Um mit dem in Dresden weniger als anderswo wertgeschätzten Uwe Tellkamp zu fragen: Die Türmer… Wollten sie eine fugendichte Welt?  In der folgenden fesselnden Diskussionsrunde wurde diese Thematik durch den Musikkritiker Gerhard R. Koch weitergesponnen. Der wollte dann "Dresden gegen Dresden verteidigen", führte dafür Paul Hindemiths "Cardillac", die Brücke-Maler oder den Hellerauer Tanz-Erneuerer Émile Jaques-Dalcroze ins Feld – und stimmte am Ende doch zu: "Allzuoft wird diese künstlerische Schubkraft in dieser Stadt weggedrückt zugunsten einer Traditionsmeierei." Wer wisse zum Beispiel, dass mit Mark Andre und Manos Tsangaris zwei herausragende zeitgenössische Komponisten nebeneinander an der Dresdner Musikhochschule lehren? Sei das nicht auch in gewissem Sinn eine Farbe des "Dresdner Klangs", neben dieser weltbekannten, der Staatskapelle ohrenscheinlich eigenen (und auf der Tagung ebenfalls thematisierten) "Obertonformation der Holzbläser"? "Dresden sei doch, so Koch mit Nachdruck, "sehr viel weiter gefächert, als es die Perspektivenbegradigung im Nachhinein suggeriert!"

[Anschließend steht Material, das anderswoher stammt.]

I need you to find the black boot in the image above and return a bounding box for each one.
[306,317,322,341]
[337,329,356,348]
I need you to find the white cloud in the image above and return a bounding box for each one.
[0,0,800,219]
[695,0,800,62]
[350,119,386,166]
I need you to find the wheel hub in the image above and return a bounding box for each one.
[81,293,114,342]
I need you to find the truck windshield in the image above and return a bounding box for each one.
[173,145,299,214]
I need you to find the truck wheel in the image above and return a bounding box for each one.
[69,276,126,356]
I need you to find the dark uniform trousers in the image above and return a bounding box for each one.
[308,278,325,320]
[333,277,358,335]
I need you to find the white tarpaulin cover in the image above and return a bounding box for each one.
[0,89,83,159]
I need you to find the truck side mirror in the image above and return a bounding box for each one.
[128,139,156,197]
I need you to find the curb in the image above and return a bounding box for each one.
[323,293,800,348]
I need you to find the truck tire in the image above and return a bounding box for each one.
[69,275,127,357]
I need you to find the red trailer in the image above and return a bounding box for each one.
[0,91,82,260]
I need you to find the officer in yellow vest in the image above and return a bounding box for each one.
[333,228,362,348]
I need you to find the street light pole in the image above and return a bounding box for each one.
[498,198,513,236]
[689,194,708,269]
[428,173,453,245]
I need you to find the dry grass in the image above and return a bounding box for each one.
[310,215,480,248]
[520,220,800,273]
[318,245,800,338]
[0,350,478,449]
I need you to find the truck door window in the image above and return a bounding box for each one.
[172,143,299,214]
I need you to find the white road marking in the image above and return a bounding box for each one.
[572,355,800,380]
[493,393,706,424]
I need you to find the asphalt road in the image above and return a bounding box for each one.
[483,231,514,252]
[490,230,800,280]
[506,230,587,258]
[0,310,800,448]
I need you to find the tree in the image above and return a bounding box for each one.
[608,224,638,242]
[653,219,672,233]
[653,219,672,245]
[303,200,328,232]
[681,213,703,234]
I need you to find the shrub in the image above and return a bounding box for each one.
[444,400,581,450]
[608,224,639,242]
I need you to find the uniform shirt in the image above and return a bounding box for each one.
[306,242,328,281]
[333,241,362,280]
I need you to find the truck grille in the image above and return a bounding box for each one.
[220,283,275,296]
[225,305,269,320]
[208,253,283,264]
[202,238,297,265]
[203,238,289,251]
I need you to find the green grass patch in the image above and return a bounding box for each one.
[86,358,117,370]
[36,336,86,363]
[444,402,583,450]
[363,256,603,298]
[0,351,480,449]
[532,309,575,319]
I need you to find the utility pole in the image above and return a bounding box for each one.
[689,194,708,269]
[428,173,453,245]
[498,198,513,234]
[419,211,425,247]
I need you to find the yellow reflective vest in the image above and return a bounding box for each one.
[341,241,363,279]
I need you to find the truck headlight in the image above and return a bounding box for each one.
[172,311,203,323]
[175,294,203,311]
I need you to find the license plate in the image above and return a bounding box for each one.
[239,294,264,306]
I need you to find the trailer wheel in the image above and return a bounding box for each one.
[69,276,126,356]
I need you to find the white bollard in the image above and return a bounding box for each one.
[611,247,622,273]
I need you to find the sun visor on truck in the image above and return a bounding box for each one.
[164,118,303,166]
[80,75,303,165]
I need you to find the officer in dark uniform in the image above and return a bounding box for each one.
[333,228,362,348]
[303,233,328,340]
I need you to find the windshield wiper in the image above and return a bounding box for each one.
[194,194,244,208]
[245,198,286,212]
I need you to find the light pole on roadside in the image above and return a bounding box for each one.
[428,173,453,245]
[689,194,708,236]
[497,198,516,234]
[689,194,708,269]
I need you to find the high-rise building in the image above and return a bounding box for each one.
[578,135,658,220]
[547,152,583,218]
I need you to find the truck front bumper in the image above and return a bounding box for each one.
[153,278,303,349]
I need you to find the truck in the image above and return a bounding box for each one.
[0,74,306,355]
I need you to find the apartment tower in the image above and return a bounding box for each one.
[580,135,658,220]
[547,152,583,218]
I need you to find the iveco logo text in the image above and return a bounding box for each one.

Schwer schienen die Dresdner Wagnerianer an dieser Kritik zu schlucken. Leider waren – wie so oft – nur die älteren und ältesten Jahrgänge im Publikum vertreten; von Studenten zumindest an diesem Freitagabend keine Spur, aber das wäre eine andere und vielleicht ebenso grundlegend vernachlässigte Dresdner Frage. Neben belustigtem Auflachen wurde jedenfalls eben auch hie und da herzhaft über Schmitz und Koch geknurrt und gemurrt. Die Besucher ließen sich aber am Ende von Walter Schmitz überzeugen: "Es gibt ihn nicht, den kontextfreien Kunstgenuss! Die Frage ist doch nicht, was können Sie hören, sondern: was wollen Sie wissen?" Denn – so Schmitz – "wo ist sonst der Unterschied vom Kapellkonzert zur Volksmusiksendung?"

Eine Textfassung des Artikels erscheint demnächst im "Dresdner Universitätsjournal".